Further, the Supreme Court properly granted those branches of the separate motions of the remaining defendants which sought to dismiss the fraud cause of action insofar as asserted against each of them. A cause of action to recover damages for fraud requires allegations of (1) a false representation of fact, (2) knowledge of the falsity, (3) intent to induce reliance, (4) justifiable reliance, and (5) damages (see Eurycleia Partners, LP v Seward & Kissel, LLP, 12 NY3d 553, 559 [2009]; Pace v Raisman & Assoc., Esqs., LLP, 95 AD3d 1185 [2012]). Moreover, CPLR 3016 (b) requires that the circumstances underlying a cause of action based on fraud be stated "in detail" (see Scott v Fields, 92 AD3d 666, 668 [2012]). Here, the allegations of fraud against the remaining defendants either were bare and conclusory or do not rise to the level of fraud.

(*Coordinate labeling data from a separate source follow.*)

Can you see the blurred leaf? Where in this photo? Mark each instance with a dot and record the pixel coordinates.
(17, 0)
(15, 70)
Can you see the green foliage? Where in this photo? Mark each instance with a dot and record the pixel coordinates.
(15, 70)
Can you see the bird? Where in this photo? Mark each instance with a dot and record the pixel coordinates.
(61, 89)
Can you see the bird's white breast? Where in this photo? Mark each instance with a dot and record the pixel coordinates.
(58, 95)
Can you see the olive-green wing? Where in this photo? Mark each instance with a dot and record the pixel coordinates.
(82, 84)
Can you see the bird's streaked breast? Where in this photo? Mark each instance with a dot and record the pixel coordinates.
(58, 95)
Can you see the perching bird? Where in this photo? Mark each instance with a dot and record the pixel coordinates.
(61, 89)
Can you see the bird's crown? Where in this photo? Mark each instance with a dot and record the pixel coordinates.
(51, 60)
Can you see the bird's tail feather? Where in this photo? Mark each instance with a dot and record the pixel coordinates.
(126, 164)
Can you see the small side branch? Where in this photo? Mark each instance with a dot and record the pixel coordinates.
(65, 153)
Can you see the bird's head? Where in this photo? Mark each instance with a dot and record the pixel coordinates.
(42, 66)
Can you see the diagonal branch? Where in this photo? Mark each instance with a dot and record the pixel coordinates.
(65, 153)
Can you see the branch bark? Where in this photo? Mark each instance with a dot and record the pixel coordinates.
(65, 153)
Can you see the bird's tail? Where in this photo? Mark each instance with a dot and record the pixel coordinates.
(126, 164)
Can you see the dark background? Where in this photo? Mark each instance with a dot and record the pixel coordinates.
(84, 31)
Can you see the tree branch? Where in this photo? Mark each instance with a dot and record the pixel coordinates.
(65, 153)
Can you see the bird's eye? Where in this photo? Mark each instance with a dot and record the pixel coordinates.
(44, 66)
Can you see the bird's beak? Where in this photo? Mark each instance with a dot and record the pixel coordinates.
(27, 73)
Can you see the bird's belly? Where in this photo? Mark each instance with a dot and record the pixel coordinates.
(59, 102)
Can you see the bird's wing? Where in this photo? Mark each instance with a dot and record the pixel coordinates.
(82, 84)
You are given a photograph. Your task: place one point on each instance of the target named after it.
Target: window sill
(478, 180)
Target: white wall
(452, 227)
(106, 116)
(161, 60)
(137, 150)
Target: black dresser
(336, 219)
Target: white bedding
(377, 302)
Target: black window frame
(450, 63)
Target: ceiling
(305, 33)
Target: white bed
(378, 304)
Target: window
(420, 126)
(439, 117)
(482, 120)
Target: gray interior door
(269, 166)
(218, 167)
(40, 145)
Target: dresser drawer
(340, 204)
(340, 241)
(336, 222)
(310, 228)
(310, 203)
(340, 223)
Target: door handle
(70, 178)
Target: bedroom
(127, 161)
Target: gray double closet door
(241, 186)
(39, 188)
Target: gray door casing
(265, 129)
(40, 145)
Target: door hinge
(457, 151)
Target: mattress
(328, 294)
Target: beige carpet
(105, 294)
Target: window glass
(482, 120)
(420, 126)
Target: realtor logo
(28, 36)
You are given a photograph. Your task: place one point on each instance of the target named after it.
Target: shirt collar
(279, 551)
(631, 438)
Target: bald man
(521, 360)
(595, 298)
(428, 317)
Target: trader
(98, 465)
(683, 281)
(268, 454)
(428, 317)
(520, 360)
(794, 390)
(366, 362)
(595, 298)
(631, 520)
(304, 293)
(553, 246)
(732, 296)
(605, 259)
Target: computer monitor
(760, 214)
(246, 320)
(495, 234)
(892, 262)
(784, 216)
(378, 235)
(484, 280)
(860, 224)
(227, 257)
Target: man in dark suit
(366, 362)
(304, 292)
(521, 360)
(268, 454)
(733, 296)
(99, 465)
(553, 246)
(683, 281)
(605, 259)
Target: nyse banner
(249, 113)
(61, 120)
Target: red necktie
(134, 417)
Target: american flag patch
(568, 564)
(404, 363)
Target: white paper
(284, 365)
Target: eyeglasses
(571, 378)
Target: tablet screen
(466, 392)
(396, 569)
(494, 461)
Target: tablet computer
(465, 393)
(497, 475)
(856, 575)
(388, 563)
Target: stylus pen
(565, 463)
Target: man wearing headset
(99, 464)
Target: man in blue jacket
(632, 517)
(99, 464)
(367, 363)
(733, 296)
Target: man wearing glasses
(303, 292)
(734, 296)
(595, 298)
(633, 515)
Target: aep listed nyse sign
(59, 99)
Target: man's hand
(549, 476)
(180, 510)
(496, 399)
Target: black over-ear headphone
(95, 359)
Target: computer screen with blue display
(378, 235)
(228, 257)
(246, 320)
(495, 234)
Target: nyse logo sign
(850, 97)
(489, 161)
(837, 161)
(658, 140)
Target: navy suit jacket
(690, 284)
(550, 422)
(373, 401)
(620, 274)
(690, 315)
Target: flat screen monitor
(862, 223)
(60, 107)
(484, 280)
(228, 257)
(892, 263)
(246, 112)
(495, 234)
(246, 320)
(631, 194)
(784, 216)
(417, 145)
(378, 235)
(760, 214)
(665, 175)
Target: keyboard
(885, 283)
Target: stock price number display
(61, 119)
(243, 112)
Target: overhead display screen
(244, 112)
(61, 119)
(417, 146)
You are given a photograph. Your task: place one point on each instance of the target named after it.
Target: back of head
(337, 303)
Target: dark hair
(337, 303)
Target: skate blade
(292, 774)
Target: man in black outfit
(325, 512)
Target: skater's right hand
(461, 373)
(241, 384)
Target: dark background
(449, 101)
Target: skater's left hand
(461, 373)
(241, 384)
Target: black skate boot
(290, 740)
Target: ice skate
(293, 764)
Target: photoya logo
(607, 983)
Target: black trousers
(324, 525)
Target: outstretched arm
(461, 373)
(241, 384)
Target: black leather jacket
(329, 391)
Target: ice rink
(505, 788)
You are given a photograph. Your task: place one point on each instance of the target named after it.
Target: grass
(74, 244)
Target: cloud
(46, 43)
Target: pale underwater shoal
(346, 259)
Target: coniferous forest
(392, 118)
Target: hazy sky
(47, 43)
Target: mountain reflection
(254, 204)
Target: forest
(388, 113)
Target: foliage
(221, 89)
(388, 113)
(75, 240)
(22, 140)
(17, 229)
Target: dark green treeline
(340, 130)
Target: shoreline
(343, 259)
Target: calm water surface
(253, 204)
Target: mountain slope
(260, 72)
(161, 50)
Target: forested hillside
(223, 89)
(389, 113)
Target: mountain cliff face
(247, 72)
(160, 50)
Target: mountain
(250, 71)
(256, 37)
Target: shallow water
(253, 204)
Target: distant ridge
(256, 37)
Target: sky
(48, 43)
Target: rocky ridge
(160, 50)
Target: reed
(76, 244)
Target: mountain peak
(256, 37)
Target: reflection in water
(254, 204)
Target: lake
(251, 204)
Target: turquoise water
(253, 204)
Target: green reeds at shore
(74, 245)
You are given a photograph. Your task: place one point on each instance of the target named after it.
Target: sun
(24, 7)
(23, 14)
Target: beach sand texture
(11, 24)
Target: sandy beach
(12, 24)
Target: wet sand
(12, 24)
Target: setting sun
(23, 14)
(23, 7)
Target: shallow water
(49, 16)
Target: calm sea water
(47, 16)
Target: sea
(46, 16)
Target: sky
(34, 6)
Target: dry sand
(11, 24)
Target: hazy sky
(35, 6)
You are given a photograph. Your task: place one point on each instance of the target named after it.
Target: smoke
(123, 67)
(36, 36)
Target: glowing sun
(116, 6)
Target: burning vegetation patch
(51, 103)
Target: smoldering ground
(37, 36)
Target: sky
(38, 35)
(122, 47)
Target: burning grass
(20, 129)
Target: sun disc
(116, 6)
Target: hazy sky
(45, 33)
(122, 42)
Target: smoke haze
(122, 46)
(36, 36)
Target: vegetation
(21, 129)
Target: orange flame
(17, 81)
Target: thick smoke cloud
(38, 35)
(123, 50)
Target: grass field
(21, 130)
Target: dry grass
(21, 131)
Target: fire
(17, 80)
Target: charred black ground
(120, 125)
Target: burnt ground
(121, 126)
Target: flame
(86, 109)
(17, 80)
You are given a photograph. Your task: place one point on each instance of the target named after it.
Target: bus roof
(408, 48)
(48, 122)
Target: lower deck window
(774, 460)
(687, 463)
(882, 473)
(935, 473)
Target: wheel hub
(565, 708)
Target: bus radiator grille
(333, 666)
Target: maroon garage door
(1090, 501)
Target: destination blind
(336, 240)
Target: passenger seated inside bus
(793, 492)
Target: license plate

Consequently, the Supreme Court properly granted those branches of the separate motions of the remaining defendants which were pursuant to CPLR 3211 (a) (7) to dismiss the third cause of action insofar as asserted against each of them.

However, the Supreme Court erred in granting that branch of State Farm's motion which was to dismiss the first cause of action, which alleged breach of contract. The first cause of action contained sufficient factual allegations to state a cause of action to recover damages for breach of contract against State Farm. The complaint alleged, among other things, that the plaintiff entered into an insurance contract for State Farm to provide the plaintiff with no-fault insurance benefits if he was involved in a car accident, and that State Farm breached the contract by denying coverage for medical services. Since the allegations in the complaint were sufficient to state a breach of contract cause of action, the Supreme Court should have denied that branch of State Farm's motion which was pursuant to CPLR 3211 (a) (7) to dismiss the first cause of action.

The Supreme Court properly granted that branch of State Farm's motion which was pursuant to CPLR 3211 (a) (7) to dismiss the second cause of action, which sought consequential damages for breach of the no-fault insurance benefits policy. The plaintiff's prolix allegations, when "[s]tripped of their verbiage" (United States Fid. & Guar. Co. v Pressler, 77 NY2d 921, 923 [1991]), do not adequately plead facts that would support a finding that his damages for pain and suffering arose out of State Farm's alleged breach of its obligations under its no-fault insurance contract with him (see id. at 923).

The plaintiff's remaining contention is without merit. Balkin, J.P., Chambers, Roman and Hinds-Radix, JJ., concur.